Analysis of the “centrosome-ome” identifies MCPH1 deletion as a cause of centrosome amplification in human cancer

Abstract

AbstractThe centrosome is the microtubule organizing center of human cells and facilitates a myriad of cellular functions including organization of the mitotic spindle to ensure faithful chromosome segregation during mitosis, cell polarization and migration, and primary cilia formation. A numerical increase in centrosomes, or centrosome amplification (CA), is common in cancer and correlates with more aggressive clinical features and worse patient outcomes. However, the causes of CA in human cancer are unclear.
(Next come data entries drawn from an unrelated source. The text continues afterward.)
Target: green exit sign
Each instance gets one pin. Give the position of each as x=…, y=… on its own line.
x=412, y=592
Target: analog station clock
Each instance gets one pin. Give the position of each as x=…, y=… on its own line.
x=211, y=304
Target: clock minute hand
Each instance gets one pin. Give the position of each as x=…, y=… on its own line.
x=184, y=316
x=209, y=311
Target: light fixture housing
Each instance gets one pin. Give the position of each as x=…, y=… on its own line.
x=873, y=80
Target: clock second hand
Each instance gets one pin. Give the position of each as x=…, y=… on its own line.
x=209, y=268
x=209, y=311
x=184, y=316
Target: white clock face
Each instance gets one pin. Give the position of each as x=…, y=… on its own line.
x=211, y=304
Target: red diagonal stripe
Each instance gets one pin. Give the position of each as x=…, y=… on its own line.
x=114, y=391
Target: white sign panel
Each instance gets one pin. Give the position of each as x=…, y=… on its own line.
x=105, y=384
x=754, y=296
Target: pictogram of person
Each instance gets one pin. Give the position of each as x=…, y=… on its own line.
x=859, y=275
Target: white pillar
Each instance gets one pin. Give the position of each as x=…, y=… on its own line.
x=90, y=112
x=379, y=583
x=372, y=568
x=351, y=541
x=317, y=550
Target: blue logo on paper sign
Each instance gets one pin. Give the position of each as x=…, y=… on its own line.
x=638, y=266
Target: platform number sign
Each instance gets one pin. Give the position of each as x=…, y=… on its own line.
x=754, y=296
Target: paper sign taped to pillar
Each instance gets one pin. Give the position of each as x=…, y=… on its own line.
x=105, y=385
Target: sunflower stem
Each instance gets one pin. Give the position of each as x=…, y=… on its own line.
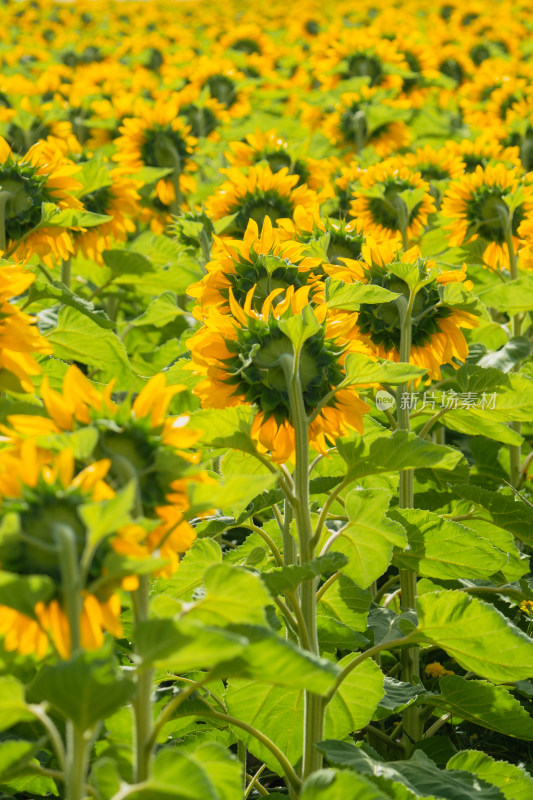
x=70, y=579
x=515, y=450
x=314, y=706
x=4, y=199
x=142, y=704
x=78, y=745
x=65, y=272
x=410, y=656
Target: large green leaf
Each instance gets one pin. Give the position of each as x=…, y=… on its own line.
x=334, y=784
x=85, y=689
x=393, y=452
x=23, y=592
x=210, y=773
x=468, y=629
x=369, y=538
x=203, y=554
x=439, y=548
x=505, y=510
x=232, y=595
x=282, y=579
x=107, y=516
x=346, y=602
x=226, y=427
x=78, y=338
x=349, y=296
x=419, y=774
x=514, y=781
x=484, y=704
x=278, y=712
x=361, y=369
x=13, y=706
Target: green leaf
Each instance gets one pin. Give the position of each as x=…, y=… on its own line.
x=23, y=592
x=369, y=538
x=504, y=509
x=107, y=516
x=484, y=704
x=512, y=297
x=160, y=312
x=439, y=548
x=300, y=327
x=480, y=422
x=183, y=646
x=361, y=369
x=54, y=217
x=393, y=452
x=514, y=781
x=398, y=695
x=278, y=712
x=77, y=338
x=349, y=296
x=13, y=708
x=232, y=494
x=41, y=289
x=282, y=579
x=420, y=775
x=209, y=773
x=346, y=602
x=226, y=427
x=232, y=595
x=334, y=784
x=127, y=262
x=517, y=349
x=14, y=755
x=467, y=629
x=85, y=689
x=203, y=554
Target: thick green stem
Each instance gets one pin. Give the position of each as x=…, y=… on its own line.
x=78, y=744
x=409, y=657
x=515, y=450
x=314, y=707
x=142, y=705
x=70, y=579
x=65, y=272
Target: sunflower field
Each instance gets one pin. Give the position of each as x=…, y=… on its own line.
x=266, y=400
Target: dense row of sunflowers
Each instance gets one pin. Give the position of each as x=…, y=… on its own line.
x=225, y=234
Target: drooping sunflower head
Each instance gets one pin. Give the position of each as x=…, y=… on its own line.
x=391, y=198
x=492, y=204
x=263, y=262
x=159, y=137
x=436, y=338
x=245, y=357
x=26, y=183
x=367, y=117
x=257, y=194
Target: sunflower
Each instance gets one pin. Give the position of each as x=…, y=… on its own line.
x=340, y=240
x=379, y=201
x=272, y=148
x=353, y=122
x=19, y=336
x=158, y=137
x=482, y=151
x=263, y=262
x=131, y=435
x=43, y=496
x=26, y=183
x=477, y=205
x=116, y=197
x=240, y=356
x=257, y=194
x=436, y=333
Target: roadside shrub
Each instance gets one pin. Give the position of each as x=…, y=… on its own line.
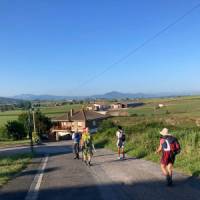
x=3, y=133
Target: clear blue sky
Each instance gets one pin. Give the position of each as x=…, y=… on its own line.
x=53, y=46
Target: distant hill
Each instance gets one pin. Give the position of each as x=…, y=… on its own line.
x=109, y=95
x=8, y=101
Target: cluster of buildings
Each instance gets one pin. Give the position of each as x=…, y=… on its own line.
x=90, y=117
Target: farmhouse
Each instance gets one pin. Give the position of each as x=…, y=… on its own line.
x=77, y=121
x=120, y=105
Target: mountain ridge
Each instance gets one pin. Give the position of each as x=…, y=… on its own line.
x=108, y=95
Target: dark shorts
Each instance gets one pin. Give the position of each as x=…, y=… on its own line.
x=167, y=158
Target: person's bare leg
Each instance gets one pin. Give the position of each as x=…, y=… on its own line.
x=170, y=169
x=123, y=152
x=118, y=152
x=164, y=170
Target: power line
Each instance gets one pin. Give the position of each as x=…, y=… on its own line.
x=147, y=41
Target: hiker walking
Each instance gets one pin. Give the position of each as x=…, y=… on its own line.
x=170, y=147
x=87, y=146
x=120, y=142
x=76, y=138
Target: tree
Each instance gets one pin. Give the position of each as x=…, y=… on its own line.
x=15, y=130
x=43, y=124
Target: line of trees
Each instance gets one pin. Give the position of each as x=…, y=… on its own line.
x=23, y=126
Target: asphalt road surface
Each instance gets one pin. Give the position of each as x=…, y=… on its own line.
x=60, y=177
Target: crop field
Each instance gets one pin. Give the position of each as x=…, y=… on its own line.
x=183, y=111
x=51, y=111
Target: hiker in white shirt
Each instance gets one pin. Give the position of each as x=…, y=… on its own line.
x=120, y=142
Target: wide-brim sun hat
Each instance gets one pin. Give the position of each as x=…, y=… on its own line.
x=165, y=132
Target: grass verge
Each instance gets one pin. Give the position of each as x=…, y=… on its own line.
x=143, y=139
x=11, y=165
x=11, y=143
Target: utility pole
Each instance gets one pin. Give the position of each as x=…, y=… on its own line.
x=30, y=131
x=34, y=128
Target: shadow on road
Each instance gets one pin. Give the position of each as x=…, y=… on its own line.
x=148, y=190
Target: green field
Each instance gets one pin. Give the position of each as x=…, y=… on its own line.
x=11, y=165
x=142, y=140
x=52, y=111
x=182, y=111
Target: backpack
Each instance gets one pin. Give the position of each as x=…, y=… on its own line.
x=172, y=145
x=87, y=141
x=77, y=137
x=123, y=138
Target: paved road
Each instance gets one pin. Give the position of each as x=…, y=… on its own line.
x=107, y=179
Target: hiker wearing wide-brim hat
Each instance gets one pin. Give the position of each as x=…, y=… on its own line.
x=169, y=147
x=165, y=132
x=86, y=146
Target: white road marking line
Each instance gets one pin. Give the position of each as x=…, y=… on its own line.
x=35, y=186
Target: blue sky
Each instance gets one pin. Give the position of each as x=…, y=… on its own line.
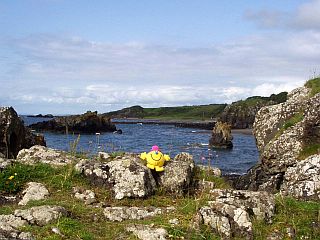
x=64, y=57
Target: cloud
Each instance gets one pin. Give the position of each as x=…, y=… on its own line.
x=306, y=17
x=77, y=74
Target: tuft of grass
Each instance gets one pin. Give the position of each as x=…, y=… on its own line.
x=309, y=150
x=301, y=217
x=314, y=85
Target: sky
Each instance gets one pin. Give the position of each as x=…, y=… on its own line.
x=67, y=57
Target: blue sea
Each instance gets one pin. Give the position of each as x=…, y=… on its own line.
x=172, y=140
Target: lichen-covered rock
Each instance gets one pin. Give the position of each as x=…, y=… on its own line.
x=89, y=122
x=178, y=174
x=282, y=133
x=229, y=212
x=14, y=136
x=87, y=196
x=41, y=215
x=145, y=232
x=127, y=176
x=120, y=214
x=41, y=154
x=303, y=180
x=221, y=136
x=34, y=191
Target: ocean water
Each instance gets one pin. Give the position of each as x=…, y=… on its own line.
x=139, y=138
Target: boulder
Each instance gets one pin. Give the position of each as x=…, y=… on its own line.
x=41, y=154
x=229, y=212
x=87, y=196
x=34, y=191
x=120, y=214
x=177, y=177
x=14, y=136
x=89, y=122
x=283, y=132
x=41, y=215
x=146, y=232
x=302, y=181
x=221, y=136
x=126, y=176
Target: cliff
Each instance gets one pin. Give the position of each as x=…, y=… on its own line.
x=288, y=140
x=89, y=122
x=241, y=114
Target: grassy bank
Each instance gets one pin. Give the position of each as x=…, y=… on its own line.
x=88, y=222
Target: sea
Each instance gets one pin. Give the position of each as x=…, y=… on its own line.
x=140, y=137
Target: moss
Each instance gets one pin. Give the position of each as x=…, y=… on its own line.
x=309, y=150
x=314, y=85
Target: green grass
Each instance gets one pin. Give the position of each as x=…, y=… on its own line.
x=302, y=217
x=86, y=222
x=314, y=85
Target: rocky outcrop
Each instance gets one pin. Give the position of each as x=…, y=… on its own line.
x=89, y=122
x=230, y=212
x=14, y=136
x=283, y=133
x=41, y=154
x=127, y=176
x=34, y=191
x=221, y=136
x=42, y=215
x=241, y=114
x=120, y=214
x=146, y=232
x=178, y=174
x=87, y=196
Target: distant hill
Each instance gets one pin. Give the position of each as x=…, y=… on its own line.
x=242, y=111
x=197, y=112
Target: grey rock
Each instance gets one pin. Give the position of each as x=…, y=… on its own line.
x=120, y=214
x=302, y=181
x=229, y=212
x=221, y=136
x=177, y=178
x=127, y=176
x=41, y=215
x=34, y=191
x=41, y=154
x=87, y=196
x=146, y=232
x=14, y=136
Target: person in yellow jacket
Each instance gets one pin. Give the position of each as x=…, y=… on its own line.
x=155, y=158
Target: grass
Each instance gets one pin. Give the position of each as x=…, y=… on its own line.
x=314, y=85
x=87, y=222
x=302, y=217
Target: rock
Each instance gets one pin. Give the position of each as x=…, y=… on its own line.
x=241, y=114
x=43, y=154
x=41, y=215
x=302, y=181
x=127, y=176
x=14, y=136
x=89, y=122
x=229, y=212
x=177, y=177
x=120, y=214
x=282, y=132
x=146, y=232
x=221, y=136
x=87, y=196
x=103, y=156
x=34, y=191
x=212, y=171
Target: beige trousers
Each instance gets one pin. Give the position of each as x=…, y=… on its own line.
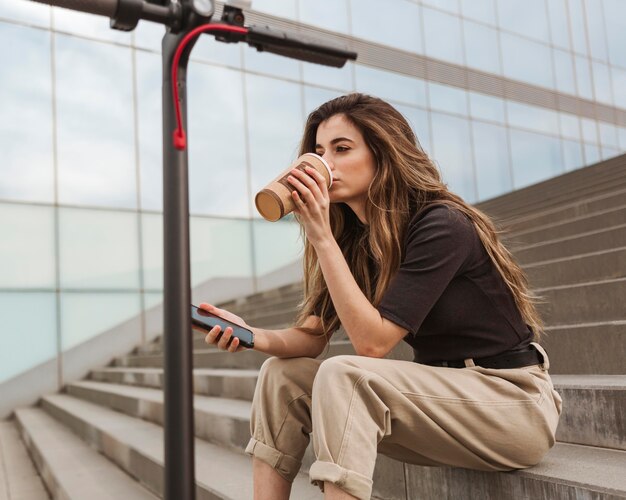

Many previous studies have identified mechanisms of CA in cellulo, such as overexpression of PLK4, but it is unclear how often these are the primary mechanism in human disease. To identify a primary cause of CA, we analyzed The Cancer Genome Atlas (TCGA) genomic and transcriptomic data for genes encoding the 367 proteins that localize to the centrosome (the “centrosome-ome”). We identified the following candidates for primary causes of CA: gain-of-function alterations of CEP19, CEP72, CTNNB1, PTK2, NDRG1, SPATC1, TBCCD1; and loss-of-function alterations of CEP76, MCPH1, NEURL4, and NPM1. In cellulo analysis of these candidates revealed that loss of MCPH1/microcephalin caused the most robust increase in centriole number. MCPH1 deep gene deletions are seen in 5–15% of human cancers, depending on the anatomic site of the tumor. Mechanistic experiments demonstrated that loss of MCPH1 caused a CDK2-dependent increase in STIL levels at the centrosome to drive CA. We conclude that loss of MCPH1 is common in human cancer and is likely to be a cause of CA.